Uma mudança poderosa vai acontecer no próximo dia 2 de fevereiro de 2023, data que marca o centenário do presente a Iemanjá, rainha das águas, que tem sua história e divindade celebradas no mesmo dia. Depois de vários anos sendo retratada como uma figura de traços e pele branca, um grupo de ativistas e estudiosas do movimento negro propôs uma revisão histórica que tem um símbolo forte: é hora de fazer dela uma deusa preta. E assim será.
A partir da próxima quinta-feira, a Colônia de Pescadores Z-01, no bairro do Rio Vermelho, passa a abrigar uma escultura realista, que faz uma revisão histórica do padrão de beleza africano de Iemanjá. Foi essa a colônia que deu início à tradição do presente em 1923 e é uma das principais responsáveis por manter esse legado.
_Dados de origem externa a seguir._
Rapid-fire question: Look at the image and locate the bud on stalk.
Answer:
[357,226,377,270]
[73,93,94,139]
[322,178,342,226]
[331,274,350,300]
A própria colônia idealizou o projeto, em parceria com o Museu Nacional da Cultura Afro-Brasileira (Muncab), também localizado em Salvador, que é dedicado à reunião e à valorização dos artefatos e dos registros da cultura afrodiaspórica no Brasil.
A nova escultura tem 1,40 metros de comprimento e personifica traços humanoides da beleza feminina africana, tendo sido confeccionada em estrutura metálica combinada com resina de vidro e de mármore. Assinada por Rodrigo Siqueira, a obra também tem em sua composição conchas e búzios naturais importados da Indonésia.
Presidente do Mucab, Cíntia Maria explica que é importante quebrar com algumas construções do chamado sincretismo religioso – ferramenta muito utilizada pela população de terreiros de Candomblé, associando Orixás a santos católicos, para se camuflarem do preconceito e repressão à sua fé.
Iemanjá, por exemplo, foi sincretizada com várias santas, como Nossa Senhora das Candeias e Nossa Senhora dos Navegantes, ambas celebradas em 2 de fevereiro, e Virgem Maria, a mãe de Jesus. No Candomblé, ela é a mãe de grande parte dos Orixás.
“Por muito tempo, o sincretismo religioso foi utilizado como forma de resistência das figuras negras. Mas após a criminalização faz sentido esconder a identidade de uma divindade negra? A gente entende o porquê de ter existido, mas a quem serve a massificação da imagem de uma Iemanjá branca e negação de uma Iemanjá negra?”, questiona.
Ela afirma que, durante o período em que conviveu na Colônia, ouviu alguns questionamentos estranhando o porquê daquela nova imagem de Iemanjá estar ali.
Antropólogo baiano que colaborou com a pesquisa da escultura preta e professor da Universidade Federal da Bahia (Ufba), Vilson Caetano explica que a massificação da imagem de Iemanjá branca, representada em estátuas de gesso, porém, ocorre com o surgimento da Umbanda, no início do século passado.
A umbanda aprofundou o sincretismo no Brasil, unindo elementos do espiritismo, do cristianismo, do candomblé e também de culturas indígenas, sob o contexto de ‘desafricanização’ da cultura afrobrasileira.
Trazer negritude à imagem dessa deusa é dar direito a uma das orixás mais adoradas em Salvador de se mostrar como alguém de características semelhantes àqueles que confiam até próprias vidas a ela. Mais do que rainha do mar, Iemanjá forma, ao lado de Oxalá, um par mítico de criação: enquanto ele modela os corpos, ela cuida das cabeças – onde fica o nosso destino, caminhos e possibilidades. A escultura mostra que a Grande Mãe é preta. Isso tem força.